Подруга ее отвечает:
– А какая нам разница, пусть приезжают все, кто хочет, пусть играют на улицах, еврей, русский, грузин, друз – какая тебе разница? Дети их уже будут израильтянами, пойдут в армию, будут есть стейк с питой и соленьями, возьмут в банке ипотечную ссуду и целыми днями будут брюзжать, скулить и жаловаться…
Красная юбка настаивает:
– Да что с тобой, Сарит. Если позволить всем свободно ехать сюда – иностранным рабочим, арабам из Газы, арабам из Иудеи и Самарии, – то кто тогда вообще…
Но продолжение их дискуссии уже далеко от меня, я тороплюсь к машине. Напоминаю себе, что сегодня работа моя не сдвинулась с места, а утро уже утратило свою свежесть. Жара набирает силу, и пыльный ветер заносит к нам пустыню прямо в дом. Я наглухо закрываю окна, опускаю жалюзи, задергиваю занавески, задраивая каждую щелку, совсем как воспитательница моя Грета Гат – она тоже, помнится, законопачивала все щели, превращая свой дом в подводную лодку.

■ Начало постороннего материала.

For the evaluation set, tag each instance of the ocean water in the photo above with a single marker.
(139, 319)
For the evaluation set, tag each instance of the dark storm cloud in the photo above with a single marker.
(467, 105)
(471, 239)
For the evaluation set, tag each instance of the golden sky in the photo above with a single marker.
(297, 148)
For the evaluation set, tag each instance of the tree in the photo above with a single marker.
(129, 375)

Несколько лет назад рабочие-арабы отремонтировали мой дом: пол выложили плитками, установили дверные коробки, навесили двери и окна. Внутри стен проложили трубы, водопроводные и канализационные, электропроводку, телефонный кабель. Столяр, крупный мужчина, любитель оперной музыки, сделал шкафы и книжные стеллажи. Еще при прежнем владельце дома подрядчик (он прибыл в страну из Румынии в конце пятидесятых годов) привез грузовик плодородного чернозема. Этим черноземом он покрыл, как покрывают повязкой рану, известняк и гранит, окружавшие дом. На привезенной плодородной земле бывший хозяин посадил кусты, деревья и траву. А я стараюсь лелеять их – не хочу, чтобы с моим садом повторилась та же история, что с грядкой, которую разбили мы с папой.

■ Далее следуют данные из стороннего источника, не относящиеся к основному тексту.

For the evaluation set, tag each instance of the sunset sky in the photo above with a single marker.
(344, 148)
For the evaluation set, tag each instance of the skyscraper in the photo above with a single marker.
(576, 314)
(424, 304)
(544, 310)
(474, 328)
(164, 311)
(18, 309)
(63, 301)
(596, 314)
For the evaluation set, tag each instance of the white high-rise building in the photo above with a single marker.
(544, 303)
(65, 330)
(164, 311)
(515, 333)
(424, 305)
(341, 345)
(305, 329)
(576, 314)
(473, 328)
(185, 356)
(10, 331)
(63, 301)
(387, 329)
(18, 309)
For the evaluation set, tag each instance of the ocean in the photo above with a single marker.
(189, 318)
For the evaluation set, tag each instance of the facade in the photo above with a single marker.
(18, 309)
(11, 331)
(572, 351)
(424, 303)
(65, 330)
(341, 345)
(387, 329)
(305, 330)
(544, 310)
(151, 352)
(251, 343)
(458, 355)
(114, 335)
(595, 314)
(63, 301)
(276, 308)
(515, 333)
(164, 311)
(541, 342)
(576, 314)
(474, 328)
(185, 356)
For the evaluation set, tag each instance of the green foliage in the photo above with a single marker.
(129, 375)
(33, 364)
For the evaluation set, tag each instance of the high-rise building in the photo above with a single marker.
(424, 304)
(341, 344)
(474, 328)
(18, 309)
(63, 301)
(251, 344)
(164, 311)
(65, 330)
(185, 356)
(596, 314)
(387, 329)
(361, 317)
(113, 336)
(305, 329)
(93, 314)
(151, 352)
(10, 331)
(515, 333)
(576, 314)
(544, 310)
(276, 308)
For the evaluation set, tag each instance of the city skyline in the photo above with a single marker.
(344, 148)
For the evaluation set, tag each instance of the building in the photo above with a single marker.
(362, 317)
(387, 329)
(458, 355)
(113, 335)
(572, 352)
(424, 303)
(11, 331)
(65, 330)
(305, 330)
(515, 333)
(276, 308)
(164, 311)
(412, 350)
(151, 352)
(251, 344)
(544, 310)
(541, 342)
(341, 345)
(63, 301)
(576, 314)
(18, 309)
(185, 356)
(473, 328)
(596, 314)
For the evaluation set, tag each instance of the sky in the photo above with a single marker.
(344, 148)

Несколько десятков первопроходцев, среди которых были люди, влюбленные в пустыню, и те, кто жаждал одиночества, а также несколько молодых супружеских пар, прибыли сюда в начале пятидесятых и поселились на краю пустыни – рабочие приисков и каменоломен, новых предприятий на берегу Мертвого моря, кадровые офицеры. История Арада такова: Лева Элиав, уроженец Москвы, выросший в Израиле, а вместе с ним группа строителей, энтузиастов-сионистов, задумали, спроектировали, вычертили на бумаге и очень быстро воплотили в реальности этот городок. Так возникли улицы, площади, аллеи и клумбы – недалеко от Мертвого моря, в забытых богом местах, куда в те дни, в начале шестидесятых, не подходили ни дороги, ни водопровод, ни линия электропередач, где не росло ни единого деревца, не было ни тропинки, ни дома, ни палатки, ни малейшего признака жизни. Даже окрестные бедуинские поселения возникли здесь лишь после того, как был построен Арад. Люди, основавшие Арад, были из тех, кто не лезет в карман за словом. Недолго думая, они провозгласили: “Пусть сгинет здесь пустыня!” (Как некогда мой отец, так и я не могу устоять перед соблазном поискать связь между словами “пустыня”, “пусть” и столь многозначным словом “пустить”.)
41
До того утра я за всю свою жизнь никогда не видел подобного дома.